Arduino, Processing & The Modular (Part 3)

So now we have hardware which sends out a clock pulse and a random voltage. Well, I say 'random', but it's now more of a varying voltage. At any point it can go up or down from its current value by a limited amount. If the values go above the mximum they revert to 0 and go on from there. If they fall below 0 they go to the max value and go on from there. This can all be visualized at pretty close to real time in various ways using Processing code running on the PC to which the Arduino is connected by USB.

Processing watched for an incoming serial stream and plots the points with x being time and y being voltage.

Arduino, Processing & The Modular (Part 2)

Once the final stage of adding a potentiometer to control the clock rate had been proved to work I set about rigging up a simple aluminium faceplate to hold the jack sockets, LEDs and potentiometer in place. I added an extra pot, LED and socket for future use. The knob next to the red LED changes the clock rate. The other 2 knobs are unused. Soldering the Arduino's 'tipped' patch leads to the front panel components allowed for easy subsequent repatching on the breadboard.

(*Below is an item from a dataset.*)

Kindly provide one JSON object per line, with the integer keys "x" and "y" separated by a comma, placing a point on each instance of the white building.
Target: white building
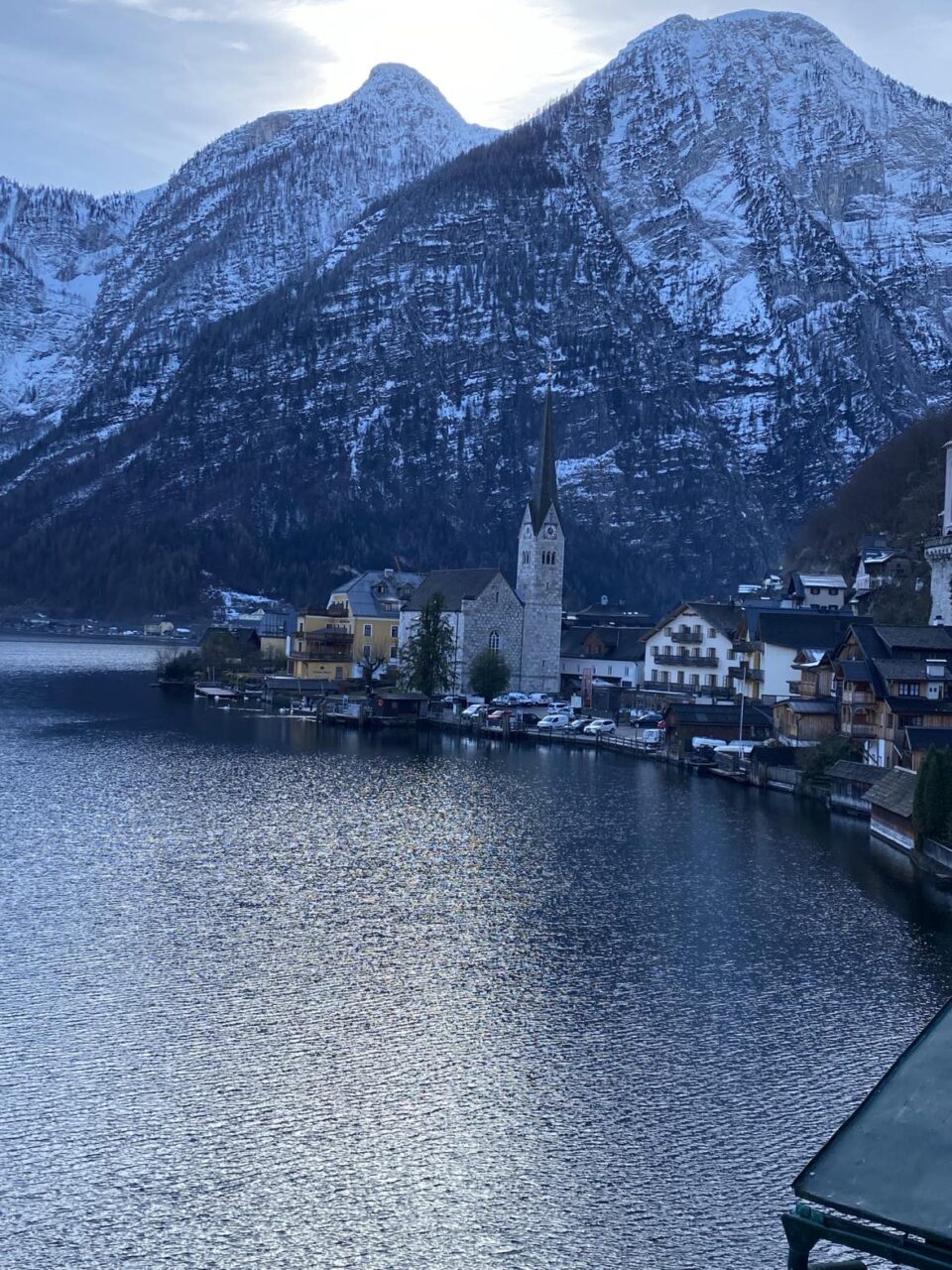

Arduino, Processing & The Modular (Part 1)

My next experiment is a hardware and software combo. An Arduino Leonardo microcontroller (which I was lucky enough to win last week in a competition run by the fantastic Arduino store programmed and hooked-up to talk to my modular synth and also to the computer. The first stage involved getting to grips with the Arduino's PWM analog output. This was unusable for control voltage generation as it's really buzzy. It needed filtering so I experimented with a simple RC filter circuit on the breadboard and found a resistor/capacitor combination that works pretty well (further work needed as it slews quite alot - I'm running it through the modulars sample & hold module to reduce that further.). Next came a visual indication of the random output voltage by means of a green LED. Then a clock output visualized with a red LED was added.

With each clock pulse the Arduino's code sends the text value of the random voltage out via USB to the PC to allow it to be picked-up by a Processing application that's watching for this data stream.